6) I don’t have any motivation to modify anybody’s beliefs really, just sharing how I see things, rightly or wrongly. My perspective is limited but I don’t know if another’s perspective is too. Maybe someone else sees / understands I don’t. Still I share what little I’ve got.
5) If I believed in the Triune God as put forth by the Greek Fathers, then I’d agree. I *tend* to believe some things *might* be forever out of reach by any human or human creation (like AI) but I don’t know that for sure. Just my own limitations as I find them.
4) Virgin birth is incomprensible because we only know the most basic overview of the process. We can’t recreate it, only describe somewhat. That said, I don’t know what’s true or not here but I accept it as defined as miracle or at least a science that we’re not privy to, yet.
3) a) You’re right. I shouldn’t have said Jesus but Son or Christ.
b) I see the begetting as a change in spacetime not of object. Movement, Analogy: A 5D being is temporarily visible in 3D then seems to disappear. Origin was in 5D but nothing new was created but rather became visible “out of 5D” but not seperate from 5D.
2) Yes, it’s an analogy and analogies can fail when challenged as this one did.
1) Since 40 (45 now) I’ve been working at understanding myself from various perspectives while also filling in knowledge I’ve lacked, such as a basic understanding of Western Philosophy, which I aways avoided. I wanted to know where I stood.
I tried various experiments. One of them (from Apr 2013 to around Oct 2013) was to record my every thought as it arose. I had index cards and pens everywhere and filled thousands of index cards. During that time I was also following wherever my interest at the moment led me to. A lot of studying of cognitive processes at the time so I could better identify the risings and fallings in my mind as they occurred.
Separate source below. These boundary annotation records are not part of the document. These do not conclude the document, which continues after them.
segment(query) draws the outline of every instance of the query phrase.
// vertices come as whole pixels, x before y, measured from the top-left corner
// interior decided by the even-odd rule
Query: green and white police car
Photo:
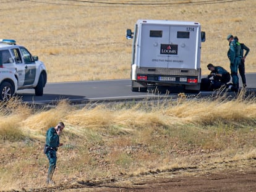
[[[15,72],[18,90],[33,88],[36,96],[43,94],[47,82],[45,64],[25,47],[17,45],[14,40],[0,40],[1,68]]]
[[[0,100],[9,101],[18,88],[17,73],[8,69],[0,68]]]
That led to me collecting everything I ever wrote (including this very message here that I’m typing now) into a database so I could have a “Google of my mind”. I keep it online for my own honesty: probably about 37000 entries or so but I haven’t checked in a while. I just keep adding to it.
I’ve also been working on strengthening my autobiographical memories wherever I notice them weak.
Accuracy is key or at least as accurate as possible.
Ultimately, I want to understand who I am and where I came from, having spent most of my life feeling alien to this world and its ways for the most part. It’s a quest I’m still on.
I’m hoping that the better I understand myself, the better other people and their behaviors will make sense to me. I’m finding “friendship” seems to be a common core as well as a desire to be noticed in some way.